You get the idea. Plus, you get a gratuitous shot at Eric Arnett, too. Really, Jim?
Just out of curiosity, I went back to take a look at the 2010 Baseball America Prospect Handbook entry for Heckathorn, who was rated as the #10 Prospect in the Brewers organization.
His raw stuff is outstanding and rivaled anyone’s in the 2009 draft. His fastball sits at 91-94 mph and peaks at 98. His slider also can be devastating, registering in the high 80′s. Even with his live are and big frame, Heckathorn doesn’t have any problems throwing strikes. Heckathorn is learning how to use his stuff. He doesn’t know how to set up batters and actually throws too many hittable strikes at times. He must come up with a reliable changeup so hitters can’t sit on his hard stuff, and he’ll have to locate his pitches better in the strike zone…The Brewers will keep Heckathorn in a starting role for now, though some scouts project him as an overpowering closer.
Managers think that Heck developed the best changeup in the Midwest League this season. Scouts didn’t. Baseball America used the managers vote for their Best Tools issue. But, that had no impact on the thinking for the prospect list. Sounds like a template has been set for Heckathorn and he will be made to fit in that template no matter what.
After seeing all of his appearances this season, it appeared to me that Heckathorn became more comfortable once he was placed in the starting rotation and was no longer used in the tandem.
Starting on May 16, Heckathorn made eight straight quality starts. I know what you are probably thinking, “Ho-hum, quality starts. Big deal. Three earned runs in six innings. You know that is an ERA of 4.50, right?”
Well, how about if I told you that in those eight quality starts he allowed one earned run three times, zero earned runs three times, and three earned runs twice. Also, in those eight starts starts, he went seven innings in four straight games. He also walked six batters and struck out 36 batters over the 52 innings of those starts.
Plus, there was a stretch of 24-2/3 innings in there where he did not walk an opposing batter.
Since this was a Midwest League list, I doubt that consideration was given to Heck’s performance once he was promoted to the Florida State League. Also, I have no first hand reports on his performance with the Manatees, so I will just have to go off his statistics.
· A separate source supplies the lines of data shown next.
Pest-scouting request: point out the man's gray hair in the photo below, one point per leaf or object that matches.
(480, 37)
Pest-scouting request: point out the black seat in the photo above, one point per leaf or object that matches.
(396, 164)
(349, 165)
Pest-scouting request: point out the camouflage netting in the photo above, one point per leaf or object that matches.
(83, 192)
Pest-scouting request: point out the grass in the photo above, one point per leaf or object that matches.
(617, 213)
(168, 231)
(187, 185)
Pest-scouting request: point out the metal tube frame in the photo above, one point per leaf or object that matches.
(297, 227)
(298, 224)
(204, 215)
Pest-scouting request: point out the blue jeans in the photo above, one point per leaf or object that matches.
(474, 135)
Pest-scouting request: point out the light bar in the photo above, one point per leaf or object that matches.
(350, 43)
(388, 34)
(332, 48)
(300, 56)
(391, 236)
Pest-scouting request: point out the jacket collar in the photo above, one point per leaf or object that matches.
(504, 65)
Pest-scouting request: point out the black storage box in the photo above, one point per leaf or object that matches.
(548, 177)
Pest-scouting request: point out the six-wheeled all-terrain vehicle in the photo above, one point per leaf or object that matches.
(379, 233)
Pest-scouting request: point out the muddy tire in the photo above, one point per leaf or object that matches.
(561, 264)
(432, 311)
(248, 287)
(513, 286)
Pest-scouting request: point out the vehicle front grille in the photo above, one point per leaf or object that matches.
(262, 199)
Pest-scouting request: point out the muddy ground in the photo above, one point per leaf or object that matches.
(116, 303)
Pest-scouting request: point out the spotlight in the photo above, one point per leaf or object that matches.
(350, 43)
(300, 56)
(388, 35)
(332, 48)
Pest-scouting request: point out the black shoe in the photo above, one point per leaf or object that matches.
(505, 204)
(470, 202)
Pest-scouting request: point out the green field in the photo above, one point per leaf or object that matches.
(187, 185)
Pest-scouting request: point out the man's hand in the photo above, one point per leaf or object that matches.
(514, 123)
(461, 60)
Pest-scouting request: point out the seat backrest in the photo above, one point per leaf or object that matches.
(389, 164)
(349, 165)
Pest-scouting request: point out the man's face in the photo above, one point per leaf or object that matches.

Eight starts with four quality starts in the FSL. 39IP, 40 hits, 15 runs, 13 earned runs, 10 walks, 23 strikeouts. I know that the latest fad is to not mention records because wins aren’t the best way to measure the performance of a pitcher. *cough*4-0withBrevardCounty*cough*
For a pitcher in his first full season who throws too many hittable strikes at times and needs to work on his changeup, Heckathorn gave up a total of 122 hits in 124 innings pitched between Wisconsin and Brevard County. Add in 33 walks over those 124 innings and you have that new wave WHIP stat of a 1.25. I’m pretty sure that number is pretty good.
At the end of the day, the list has served its purpose. It has fans who follow minor league baseball talking about baseball, looking at the stats, and drawing their own conclusions. And that is a good start to the offseason.